If you looked just on the surface, it would be understandable for you to wonder why we have become such good friends with Ümit Kızılırmak.
To be sure, there are a lot of differences between him and us.
He is a devout Muslim, for example, and prays four times a day, only skipping the early morning prayer.
He doesn't drink booze. One of the few things he knows how to say in English is "I am Muslim. Boycott alcohol."
Ümit doesn't speak English, which means we speak Turkish together and sometimes Kurdish. Well, he speaks Kurdish and we go "huh?"
He reads crazy conspiracy theories on the internet.
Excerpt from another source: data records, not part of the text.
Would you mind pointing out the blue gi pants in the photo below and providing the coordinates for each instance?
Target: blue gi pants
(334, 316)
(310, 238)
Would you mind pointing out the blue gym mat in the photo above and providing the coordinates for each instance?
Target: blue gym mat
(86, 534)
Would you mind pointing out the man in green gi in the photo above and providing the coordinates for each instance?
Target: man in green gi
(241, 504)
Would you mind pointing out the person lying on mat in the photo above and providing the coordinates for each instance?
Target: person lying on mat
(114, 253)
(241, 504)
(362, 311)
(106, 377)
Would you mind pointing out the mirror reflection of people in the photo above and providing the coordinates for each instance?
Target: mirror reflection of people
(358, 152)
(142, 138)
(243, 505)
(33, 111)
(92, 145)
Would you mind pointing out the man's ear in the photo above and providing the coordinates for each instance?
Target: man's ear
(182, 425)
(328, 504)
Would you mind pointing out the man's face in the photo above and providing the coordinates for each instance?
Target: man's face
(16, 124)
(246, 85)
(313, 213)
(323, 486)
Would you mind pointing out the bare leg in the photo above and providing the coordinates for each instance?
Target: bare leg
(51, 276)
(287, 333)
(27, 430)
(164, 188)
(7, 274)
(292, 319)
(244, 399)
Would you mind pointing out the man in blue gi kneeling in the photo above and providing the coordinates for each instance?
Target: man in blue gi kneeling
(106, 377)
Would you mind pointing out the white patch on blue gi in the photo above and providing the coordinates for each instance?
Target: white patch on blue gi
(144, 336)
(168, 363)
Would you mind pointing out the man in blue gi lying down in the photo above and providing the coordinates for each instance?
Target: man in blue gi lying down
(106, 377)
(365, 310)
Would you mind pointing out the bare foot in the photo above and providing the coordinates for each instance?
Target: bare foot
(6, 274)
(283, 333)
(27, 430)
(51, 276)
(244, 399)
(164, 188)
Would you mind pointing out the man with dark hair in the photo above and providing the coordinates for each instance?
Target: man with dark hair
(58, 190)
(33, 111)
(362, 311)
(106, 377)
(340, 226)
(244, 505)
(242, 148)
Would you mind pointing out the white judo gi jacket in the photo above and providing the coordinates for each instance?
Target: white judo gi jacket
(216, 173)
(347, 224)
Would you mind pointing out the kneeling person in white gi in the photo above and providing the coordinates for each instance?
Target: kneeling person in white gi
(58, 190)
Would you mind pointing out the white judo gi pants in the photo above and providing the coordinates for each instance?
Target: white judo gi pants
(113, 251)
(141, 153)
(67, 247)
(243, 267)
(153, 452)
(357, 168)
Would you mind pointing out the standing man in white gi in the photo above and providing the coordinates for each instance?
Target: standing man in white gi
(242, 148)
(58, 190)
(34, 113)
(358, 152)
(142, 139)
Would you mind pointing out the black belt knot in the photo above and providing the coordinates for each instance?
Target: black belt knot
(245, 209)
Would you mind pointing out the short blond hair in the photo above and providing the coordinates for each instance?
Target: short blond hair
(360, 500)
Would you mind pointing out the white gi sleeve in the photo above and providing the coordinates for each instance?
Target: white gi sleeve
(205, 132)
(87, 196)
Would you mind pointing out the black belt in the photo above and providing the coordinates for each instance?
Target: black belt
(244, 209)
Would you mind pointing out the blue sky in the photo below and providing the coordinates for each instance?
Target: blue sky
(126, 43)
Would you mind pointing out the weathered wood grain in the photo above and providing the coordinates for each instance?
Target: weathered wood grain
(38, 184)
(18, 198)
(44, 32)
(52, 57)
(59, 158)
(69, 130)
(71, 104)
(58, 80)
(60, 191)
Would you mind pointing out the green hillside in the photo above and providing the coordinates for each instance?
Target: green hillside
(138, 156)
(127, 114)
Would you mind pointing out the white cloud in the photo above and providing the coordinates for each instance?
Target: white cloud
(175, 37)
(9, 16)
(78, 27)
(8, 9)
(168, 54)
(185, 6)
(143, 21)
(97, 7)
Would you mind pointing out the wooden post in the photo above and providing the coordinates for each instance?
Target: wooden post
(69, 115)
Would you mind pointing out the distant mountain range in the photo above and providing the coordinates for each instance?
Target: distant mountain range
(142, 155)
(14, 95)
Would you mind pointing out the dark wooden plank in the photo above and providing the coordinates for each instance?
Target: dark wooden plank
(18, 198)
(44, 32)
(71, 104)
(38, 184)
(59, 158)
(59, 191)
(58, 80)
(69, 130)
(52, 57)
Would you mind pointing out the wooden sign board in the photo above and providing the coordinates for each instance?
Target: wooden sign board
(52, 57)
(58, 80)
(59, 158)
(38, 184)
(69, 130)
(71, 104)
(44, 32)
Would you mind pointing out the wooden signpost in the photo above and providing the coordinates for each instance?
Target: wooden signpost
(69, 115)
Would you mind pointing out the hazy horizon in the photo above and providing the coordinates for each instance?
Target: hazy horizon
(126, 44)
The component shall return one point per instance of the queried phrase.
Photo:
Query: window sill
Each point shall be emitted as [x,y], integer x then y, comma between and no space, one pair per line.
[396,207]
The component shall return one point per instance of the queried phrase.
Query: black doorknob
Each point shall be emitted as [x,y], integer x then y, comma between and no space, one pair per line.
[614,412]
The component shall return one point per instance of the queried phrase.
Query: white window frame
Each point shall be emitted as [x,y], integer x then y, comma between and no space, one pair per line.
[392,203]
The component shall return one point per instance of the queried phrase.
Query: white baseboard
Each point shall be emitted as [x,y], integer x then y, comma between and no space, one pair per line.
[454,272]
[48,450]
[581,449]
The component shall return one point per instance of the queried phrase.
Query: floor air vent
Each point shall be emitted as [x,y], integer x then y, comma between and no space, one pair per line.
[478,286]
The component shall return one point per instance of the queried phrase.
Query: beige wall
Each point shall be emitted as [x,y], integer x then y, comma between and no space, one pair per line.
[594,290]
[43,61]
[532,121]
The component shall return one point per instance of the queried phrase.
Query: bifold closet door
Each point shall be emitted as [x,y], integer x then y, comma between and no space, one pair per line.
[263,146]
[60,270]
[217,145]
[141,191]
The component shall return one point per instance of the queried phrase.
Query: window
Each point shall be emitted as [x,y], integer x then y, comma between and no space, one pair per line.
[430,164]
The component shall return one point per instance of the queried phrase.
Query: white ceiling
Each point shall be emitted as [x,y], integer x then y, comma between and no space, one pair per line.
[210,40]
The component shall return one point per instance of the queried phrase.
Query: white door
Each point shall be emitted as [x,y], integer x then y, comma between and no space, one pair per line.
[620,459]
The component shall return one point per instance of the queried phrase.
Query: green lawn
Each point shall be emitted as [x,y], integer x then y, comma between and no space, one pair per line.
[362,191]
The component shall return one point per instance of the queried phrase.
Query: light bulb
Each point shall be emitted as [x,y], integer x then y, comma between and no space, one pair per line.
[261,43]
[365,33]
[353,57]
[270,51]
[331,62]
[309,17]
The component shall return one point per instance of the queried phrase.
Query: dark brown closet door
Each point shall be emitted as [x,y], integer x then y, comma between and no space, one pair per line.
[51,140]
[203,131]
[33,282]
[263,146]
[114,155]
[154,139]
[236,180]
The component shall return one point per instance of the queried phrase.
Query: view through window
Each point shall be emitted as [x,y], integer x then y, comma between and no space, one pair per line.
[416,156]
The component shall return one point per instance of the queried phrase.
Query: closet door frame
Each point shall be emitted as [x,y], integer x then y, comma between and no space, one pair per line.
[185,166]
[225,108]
He refuses to buy a cell phone with wireless capability because he believes those phones have more radiation in them and thus, will give him cancer. (I would tell him to read this, but I don't think he would believe it.)
Ümit doesn't like cats. At all. He thinks it's sweet that I carry a bag of cat food in my purse to feed random street cats but probably thinks I'm crazy nonetheless. But when he comes to visit us for a week in May, I think he'll change his tune when he meets my four cats.
But for all that....for all the surface differences and the language barriers and the cultural misunderstandings....
For all that, somehow, we have become really good friends. And if you ever meet Ümit, you'll know why.
He is one of the most generous and altruistic people I have ever met. I've met some very generous people living in Turkey, but Umit and his family by far take the cake.
Ümit is open minded about a lot of things in ways that a lot of people here are not. True, he does have staunch views about some things (see above), but for the most part, he doesn't make assumptions or jump to conclusions.
In a lot of ways, some similar, some not so similar, we three know that we are foreigners in this land and don't quite fit in with the status quo.
We learn from each other. Ümit teaches us about Kurdish folk music and dancing and explains cultural nuances to us that we don't understand. We, in turn, tell him about life in Philadelphia and what Christmas means to us.
Really, when you think about it, we're friends for the same reason that you become friends with anybody. It doesn't get any more complicated than that.